The boundary between religion and government is a founding principle of our nation and Interfaith Alliance views with great concern any violation of this boundary. When it occurs within the military, thus affecting our soldiers at home and abroad, citizens of other countries and our own national security, it takes on even greater meaning.
We shared our letter and initial statement on this issue with members of the media and received an overwhelming response. Stories in the New York Times, Washington Post, and Associated Press, along with numerous other outlets, reported in detail on the gun sights, and quoted directly from Interfaith Alliance’s statement and letter to the president. Many in the blogosphere called on President Obama to begin implementing the recommendations in our letter.
Trijicon felt the heat. The company announced that it would stop inscribing the Bible codes on rifle sights made for the U.S. military, and would also provide the military with kits to remove the bible codes at no cost.

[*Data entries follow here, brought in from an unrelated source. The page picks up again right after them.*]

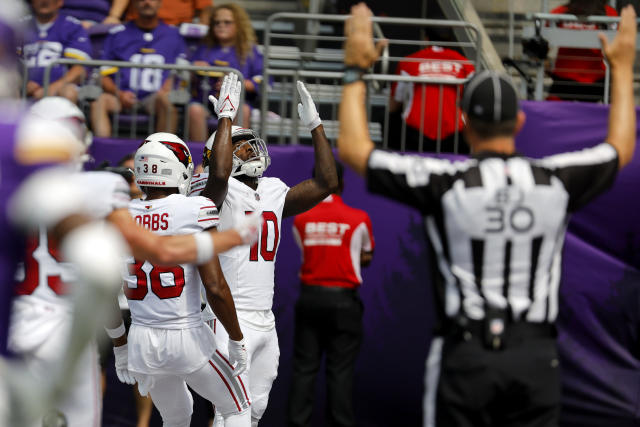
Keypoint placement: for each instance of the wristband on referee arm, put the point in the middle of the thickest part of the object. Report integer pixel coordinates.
(116, 332)
(204, 247)
(353, 74)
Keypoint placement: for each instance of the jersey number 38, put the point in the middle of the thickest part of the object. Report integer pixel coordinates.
(153, 280)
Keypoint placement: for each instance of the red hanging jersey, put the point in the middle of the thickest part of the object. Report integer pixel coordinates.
(439, 63)
(581, 65)
(331, 236)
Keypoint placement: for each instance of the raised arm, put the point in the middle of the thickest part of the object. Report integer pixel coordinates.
(221, 157)
(309, 193)
(622, 114)
(354, 142)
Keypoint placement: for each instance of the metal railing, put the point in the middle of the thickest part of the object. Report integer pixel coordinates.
(180, 95)
(545, 26)
(287, 59)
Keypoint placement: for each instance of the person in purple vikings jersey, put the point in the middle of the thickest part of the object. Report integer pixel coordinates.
(11, 174)
(231, 42)
(147, 40)
(91, 12)
(52, 35)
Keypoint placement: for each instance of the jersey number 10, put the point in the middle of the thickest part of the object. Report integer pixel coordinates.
(266, 253)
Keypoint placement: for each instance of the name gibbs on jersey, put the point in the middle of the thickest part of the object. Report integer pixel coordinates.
(269, 229)
(154, 222)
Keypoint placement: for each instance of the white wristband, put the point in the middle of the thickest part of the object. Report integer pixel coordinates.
(204, 247)
(116, 332)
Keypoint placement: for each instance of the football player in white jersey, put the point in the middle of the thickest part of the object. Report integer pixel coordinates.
(169, 344)
(41, 313)
(236, 159)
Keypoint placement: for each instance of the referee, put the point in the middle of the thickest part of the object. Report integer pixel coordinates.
(496, 223)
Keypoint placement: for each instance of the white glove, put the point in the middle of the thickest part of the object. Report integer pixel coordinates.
(248, 227)
(229, 97)
(307, 109)
(122, 364)
(238, 353)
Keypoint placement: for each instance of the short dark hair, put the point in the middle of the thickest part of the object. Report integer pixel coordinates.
(487, 130)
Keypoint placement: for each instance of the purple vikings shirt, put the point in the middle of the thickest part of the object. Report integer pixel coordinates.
(11, 174)
(87, 10)
(64, 38)
(218, 56)
(162, 45)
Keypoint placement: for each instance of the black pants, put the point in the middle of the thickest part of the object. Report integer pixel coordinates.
(518, 386)
(329, 321)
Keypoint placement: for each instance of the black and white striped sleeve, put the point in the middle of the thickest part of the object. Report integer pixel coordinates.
(586, 173)
(410, 179)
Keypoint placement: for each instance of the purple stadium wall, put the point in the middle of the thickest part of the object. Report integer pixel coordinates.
(600, 295)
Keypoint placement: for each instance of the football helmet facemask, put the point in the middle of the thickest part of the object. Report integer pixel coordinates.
(163, 160)
(255, 165)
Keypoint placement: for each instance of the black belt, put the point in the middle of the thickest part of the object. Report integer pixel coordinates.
(466, 329)
(321, 289)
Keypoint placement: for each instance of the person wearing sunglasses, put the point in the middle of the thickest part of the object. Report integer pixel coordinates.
(231, 42)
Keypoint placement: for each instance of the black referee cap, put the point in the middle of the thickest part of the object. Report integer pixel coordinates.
(490, 97)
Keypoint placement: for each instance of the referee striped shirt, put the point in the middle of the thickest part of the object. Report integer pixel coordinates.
(496, 222)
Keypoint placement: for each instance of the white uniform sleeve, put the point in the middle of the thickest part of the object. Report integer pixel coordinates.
(208, 215)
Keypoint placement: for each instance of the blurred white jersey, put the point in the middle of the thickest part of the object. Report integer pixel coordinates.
(249, 271)
(167, 297)
(42, 277)
(42, 310)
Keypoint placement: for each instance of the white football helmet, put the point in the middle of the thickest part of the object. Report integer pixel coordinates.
(253, 166)
(61, 109)
(163, 160)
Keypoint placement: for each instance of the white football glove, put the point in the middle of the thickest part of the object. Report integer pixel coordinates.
(307, 109)
(122, 364)
(238, 353)
(229, 98)
(248, 227)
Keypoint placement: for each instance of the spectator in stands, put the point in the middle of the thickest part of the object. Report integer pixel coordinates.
(92, 12)
(421, 103)
(52, 35)
(175, 12)
(147, 40)
(231, 42)
(578, 74)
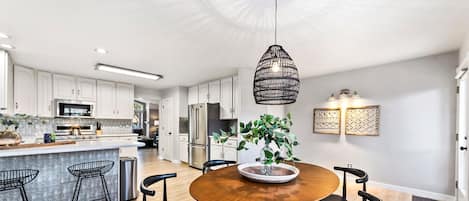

Ensuring religious freedom in the U.S. military is one of our top priorities this year. This incident merely brought to the forefront an issue that for years has been problematic and can have negative ramifications for the men and women who protect us and our freedoms, as well as the security interests of our country. This is merely the beginning of a significant role Interfaith Alliance plans to take to protect religious freedom within our military.